Yes, that's up 33% from YESTERDAY due to a "reclassification" of certain patients (from alive to dead?) or some would say it's the unraveling of a cover-up in China, where conditions are significantly worse than we have been led to believe by the Mainstream Media – whose primary goal is to keep us shopping at all costs...
Fortuntately, our paranioa is paying off and the Nasdaq (/NQ) hedges we suggested in yesterday morning's PSW Report (and reiterated in our Live Trading Webinar, of course) are already up over $7,000 and the S&P 500 (/ES) hedges are up $4,550 as of 7:30 AM. We'll put a stop on the set at $10,000 (3,350 on /ES and 9,550 on /NQ) to lock in those gains and we'll just add it to our CASH!!! pile because, as I said in the Webinar – I don't want to run out and buy things until next week, when we will hopefully have a clearer picture of what's going on in China.
Unfortunately, the picture we have today is NOT GOOD:
Let's just say that uptick on the chart is "disturbing" but I'm more disturbed by the very slow climb in recoveries (green) as that's a very long slope, between infection and recovery and 6,017 recovered and 1,369 dead is not the best survival percentage (81.5%). If the common flu was only 80% survivable – do you think you would change your habits? Again, I don't like to be an alarmist but no one else seemed to be alarmed this week so my concerns sounded alarmist – but I'm just being CONSERVATIVE – which I hear is quite in fashion these days…
My other concern in China, as I noted yesterday as well, is their looming debt bomb and Bloomberg picked up on my theme and wrote a good article summarizing the situation but I think this chart says it all – WORSE THAN JAPAN!
300% of their GDP is debt and half of it has been added since the Financial Crisis (10 years) so we're talking about $23 TRILLION in debt added in 10 years, which is about 15% of China's GDP added in debt each year to hit their 7% growth targets. Is that sustainable?

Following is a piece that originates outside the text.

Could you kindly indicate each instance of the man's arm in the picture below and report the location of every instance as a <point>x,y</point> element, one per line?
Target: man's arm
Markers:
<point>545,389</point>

Sure, the same way you can take the family to Disney every week and stay in fancy hotels and eat in great restaurants – as long as your credit card companies don't cut you off and as long as you don't mind going home and seeing the bill.
Of course, Disney is closed in China and so are most movie theaters and malls and restaurants and schools… Yet we are all happily pretending that it will not have a big effect on their economy – let alone ours!
You're going to see that bad loan chart spike up like Corona cases very soon – over $500Bn in bad loans is more than enough to topple any banking system – enough to topple the global banking system, in fact. It's about the same as what Greece owed back in 2008 – and they never actually defaulted. At the moment, it is believed China will bail out all this bad debt but China's economy is half the size of ours and you know what it took for the US to arrange $700Bn in TARP funding back in the day – our entire economy was collapsing before the Government was willing to take that step – hopefully China acts this month or it may be too late.
Meanwhile, The virus risks further damping the outlook for European economic growth. The ECB is already on alert over the newly emerged threats. Spanish policy maker Pablo Hernandez de Cos added to the chorus of officials, saying the coronavirus is compounding risks for the region after some earlier signs of stabilization. Chief Economist Philip Lane said on Wednesday the economy could experience a “pretty serious short-term hit.”
World fuel consumption – which had previously been expected to grow by 800,000 barrels a day during the three-month period, compared with a year earlier – will instead contract by 435,000 a day, the IEA said in its monthly oil market report. Car sales in China plunged to fresh lows in January as the coronavirus kept buyers away from showrooms, intensifying the gloom hanging over the industry. Sales to dealerships fell 20% to 1.61 million cars last month, the China Association of Automobile Manufacturers said. That’s the biggest monthly drop since January 2012.
You can see from this chart that EVERYBODY is being affected by interruptions in deliveries of Chinese auto parts and you can build 99% of a car but YOU STILL CAN'T SELL IT WITHOUT THAT LAST PART – keep that in mind…
That's Shanghai, by the way, not Wuhan. 24M people live in Shanghai and there's just one guy on the street. Again, I don't want to be all doom and gloom but this is serious people and I know it sucks to miss a rally but I'd rather miss a rally than get caught in a massive sell-offs because it's the sell-offs that kill your lifetime portfolio performance – not the gains you miss out on. We had a whole decade of gains wiped out in 3 months in 2008 and here we are again, at the top of a rally that's "never going to stop" because "this time is different" and the Financial Media is playing the same old song:
If this nonesense sounds familiar to you when you are watching the Financial Media today – be afraid – be very afraid!